The digits 3 and 9 share an interesting property. If you take any multiple of 3 and sum its digits, you get another multiple of 3. For example, 118*3 = 354 and 3+5+4 = 12, which is a multiple of 3. Similarly, if you take any multiple of 9 and sum its digits, you get another multiple of 9. For example, 75*9 = 675 and 6+7+5 = 18, which is a multiple of 9. Call any digit for which this property holds interesting, except for 0 and 1, for which the property holds trivially.
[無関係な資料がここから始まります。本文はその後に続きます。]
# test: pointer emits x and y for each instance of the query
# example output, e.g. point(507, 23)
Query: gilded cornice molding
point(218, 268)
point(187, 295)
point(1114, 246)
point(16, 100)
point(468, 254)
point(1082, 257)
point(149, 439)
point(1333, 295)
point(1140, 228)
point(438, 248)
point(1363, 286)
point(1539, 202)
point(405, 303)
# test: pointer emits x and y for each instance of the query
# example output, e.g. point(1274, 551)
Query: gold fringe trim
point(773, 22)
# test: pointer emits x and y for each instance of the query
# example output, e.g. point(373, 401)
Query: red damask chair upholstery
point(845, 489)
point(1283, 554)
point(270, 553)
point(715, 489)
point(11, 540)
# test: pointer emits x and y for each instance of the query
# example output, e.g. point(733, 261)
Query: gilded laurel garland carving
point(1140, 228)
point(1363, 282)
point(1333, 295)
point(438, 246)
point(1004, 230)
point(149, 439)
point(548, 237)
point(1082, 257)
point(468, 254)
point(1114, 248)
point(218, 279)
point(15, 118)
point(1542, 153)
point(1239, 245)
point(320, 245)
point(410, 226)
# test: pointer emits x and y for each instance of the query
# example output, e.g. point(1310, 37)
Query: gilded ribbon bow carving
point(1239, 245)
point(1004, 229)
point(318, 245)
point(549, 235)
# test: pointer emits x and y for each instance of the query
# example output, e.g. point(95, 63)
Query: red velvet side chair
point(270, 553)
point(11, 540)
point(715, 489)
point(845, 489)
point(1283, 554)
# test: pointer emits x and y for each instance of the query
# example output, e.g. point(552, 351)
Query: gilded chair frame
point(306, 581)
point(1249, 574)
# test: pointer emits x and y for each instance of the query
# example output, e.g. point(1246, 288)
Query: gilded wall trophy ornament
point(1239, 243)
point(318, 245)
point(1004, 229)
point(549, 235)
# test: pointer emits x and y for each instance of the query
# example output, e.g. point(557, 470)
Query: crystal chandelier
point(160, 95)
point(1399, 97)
A digit that is interesting in one base is not necessarily interesting in another base. For example, 3 is interesting in base 10 but uninteresting in base 5. Given an int base, your task is to return all the interesting digits for that base in increasing order. To determine whether a particular digit is interesting or not, you need not consider all multiples of the digit. You can be certain that, if the property holds for all multiples of the digit with fewer than four digits, then it also holds for multiples with more digits. For example, in base 10, you would not need to consider any multiples greater than 999.
#include <vector>
using namespace std;
class InterestingDigits {
public:
vector <int> digists(int base) {
vector <int> ans;
for(int n=2; n<base; n++) {
bool ok = true;
for(int k1=0; k1<base; k++) {
for(int k2=0; k2<base; k2++) {
(for int k3=0; k3<base; k3++) {
if((k1 + k2*base + k3*base*base) % n == 0
&&(k1 + k2 + 3)%n != 0){
ok = false;
break;
}
}
if (!ok) break;
}
if(!ok) break;
}
if(ok) ans.push_back(n);
}
return ans;
}
}
対象の答えがあったときは配列にappendしていく。
桁数が複数あるときは、*base, *base*base と表現する。
n真数で表した1と10が、baseで割った余りと等しければ、どの桁もbaseで割った余りが等しいことが証明可能となる
#include <vector>
using namespace std;
class InterestingDigits {
public:
vector <int> digits(int base){
vector <int> ans;
for (int i=2; i<base; i++) {
if (((base - 1) % 1) == 0) ans.push_back(i);
}
}
}
数学知識があると大分違うようです。